Satellites are instrumental components in any nation’s defense strategy, providing monitoring and countermeasures capabilities against any long-range attacks. Satellites are often designed and constructed for relatively long operating lifetimes, such as a few years. But as recent reports on the Space Tracking and Surveillance System (STSS) satellites have shown, well-conceived satellites can far outlast their design lifetimes. Built by Northrop Grumman Corp. for the U.S. Missile Defense Agency (MDA), the STSS satellites had an initial four-year on-orbit design life but recently completed their 10th year of space operations.
This artist’s rendition shows how STSS satellites can track and destroy long-range warheads.
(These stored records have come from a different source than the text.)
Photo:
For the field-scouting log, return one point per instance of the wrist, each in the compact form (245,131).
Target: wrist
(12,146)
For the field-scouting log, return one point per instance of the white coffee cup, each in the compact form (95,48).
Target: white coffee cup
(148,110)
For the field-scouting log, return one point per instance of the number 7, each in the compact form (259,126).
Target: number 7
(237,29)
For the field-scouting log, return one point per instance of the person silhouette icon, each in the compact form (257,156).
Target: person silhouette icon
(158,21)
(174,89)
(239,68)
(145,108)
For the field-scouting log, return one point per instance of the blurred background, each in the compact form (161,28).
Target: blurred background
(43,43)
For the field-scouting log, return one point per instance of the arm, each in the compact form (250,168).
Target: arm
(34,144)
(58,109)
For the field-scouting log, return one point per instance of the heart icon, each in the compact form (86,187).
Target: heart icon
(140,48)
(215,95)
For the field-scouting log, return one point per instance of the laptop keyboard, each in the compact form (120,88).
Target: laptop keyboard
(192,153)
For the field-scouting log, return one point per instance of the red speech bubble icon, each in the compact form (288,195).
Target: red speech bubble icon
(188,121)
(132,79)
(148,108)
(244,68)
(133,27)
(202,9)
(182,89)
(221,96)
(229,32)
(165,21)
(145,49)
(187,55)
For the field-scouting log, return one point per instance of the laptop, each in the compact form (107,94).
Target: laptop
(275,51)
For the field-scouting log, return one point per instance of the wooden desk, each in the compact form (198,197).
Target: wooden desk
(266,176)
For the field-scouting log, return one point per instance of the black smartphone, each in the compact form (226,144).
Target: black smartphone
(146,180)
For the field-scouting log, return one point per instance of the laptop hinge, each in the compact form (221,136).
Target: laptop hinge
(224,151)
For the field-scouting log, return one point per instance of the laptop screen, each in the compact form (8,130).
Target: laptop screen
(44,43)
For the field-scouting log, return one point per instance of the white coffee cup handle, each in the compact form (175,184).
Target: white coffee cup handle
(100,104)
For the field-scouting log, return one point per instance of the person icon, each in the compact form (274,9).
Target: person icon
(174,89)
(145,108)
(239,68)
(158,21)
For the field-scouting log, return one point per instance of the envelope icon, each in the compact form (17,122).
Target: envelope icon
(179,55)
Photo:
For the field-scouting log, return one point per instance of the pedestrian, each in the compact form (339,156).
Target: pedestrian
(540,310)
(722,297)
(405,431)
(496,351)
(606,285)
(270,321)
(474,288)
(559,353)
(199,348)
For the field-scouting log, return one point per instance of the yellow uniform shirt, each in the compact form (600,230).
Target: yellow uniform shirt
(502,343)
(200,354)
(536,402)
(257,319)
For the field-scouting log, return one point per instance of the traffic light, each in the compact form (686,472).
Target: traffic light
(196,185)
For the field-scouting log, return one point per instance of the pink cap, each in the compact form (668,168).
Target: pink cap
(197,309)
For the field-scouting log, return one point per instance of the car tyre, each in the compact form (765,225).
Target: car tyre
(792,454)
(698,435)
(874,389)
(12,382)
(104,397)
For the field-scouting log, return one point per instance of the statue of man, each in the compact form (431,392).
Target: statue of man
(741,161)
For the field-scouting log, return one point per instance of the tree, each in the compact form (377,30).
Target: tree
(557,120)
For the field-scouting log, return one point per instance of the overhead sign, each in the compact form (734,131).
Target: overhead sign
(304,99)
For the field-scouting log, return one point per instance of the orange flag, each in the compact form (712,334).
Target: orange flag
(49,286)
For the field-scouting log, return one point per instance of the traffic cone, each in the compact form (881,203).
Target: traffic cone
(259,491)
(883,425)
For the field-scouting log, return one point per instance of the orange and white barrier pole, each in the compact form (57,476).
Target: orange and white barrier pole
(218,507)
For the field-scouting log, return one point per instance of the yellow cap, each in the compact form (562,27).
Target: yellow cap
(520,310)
The satellites, which were designed for an initial four-year stay in space, recently passed the 10-year mark in low Earth orbit (LEO). (Courtesy: Northrop Grumman)
The two “stereo” low-Earth-orbit (LEO) STSS satellites were launched on Sept. 25, 2009 on a Delta II launch vehicle from Cape Canaveral, Fla. They were placed in a 1350-km-altitude orbit with 58-deg. inclination and 120-min orbital period. The two satellites contain a sensor payload capable of detecting visible and infrared (IR) light. Designed as experimental space trackers for the Ballistic Missile Defense System (BMDS), the stereo satellites provide accurate tracking of midcourse of re-entry vehicles to BMDS interceptors and can perform stereo collection of birth-to-death missile flight information.
As Bob Mehltretter, vice president of military and civil space for Northrop Grumman explains: “STSS proved that space-based assets could significantly improve our nation’s missile defense capability and paved the way for future systems. Being able to track missiles from low Earth orbit allows threats to be engaged earlier in the process using existing interceptors.”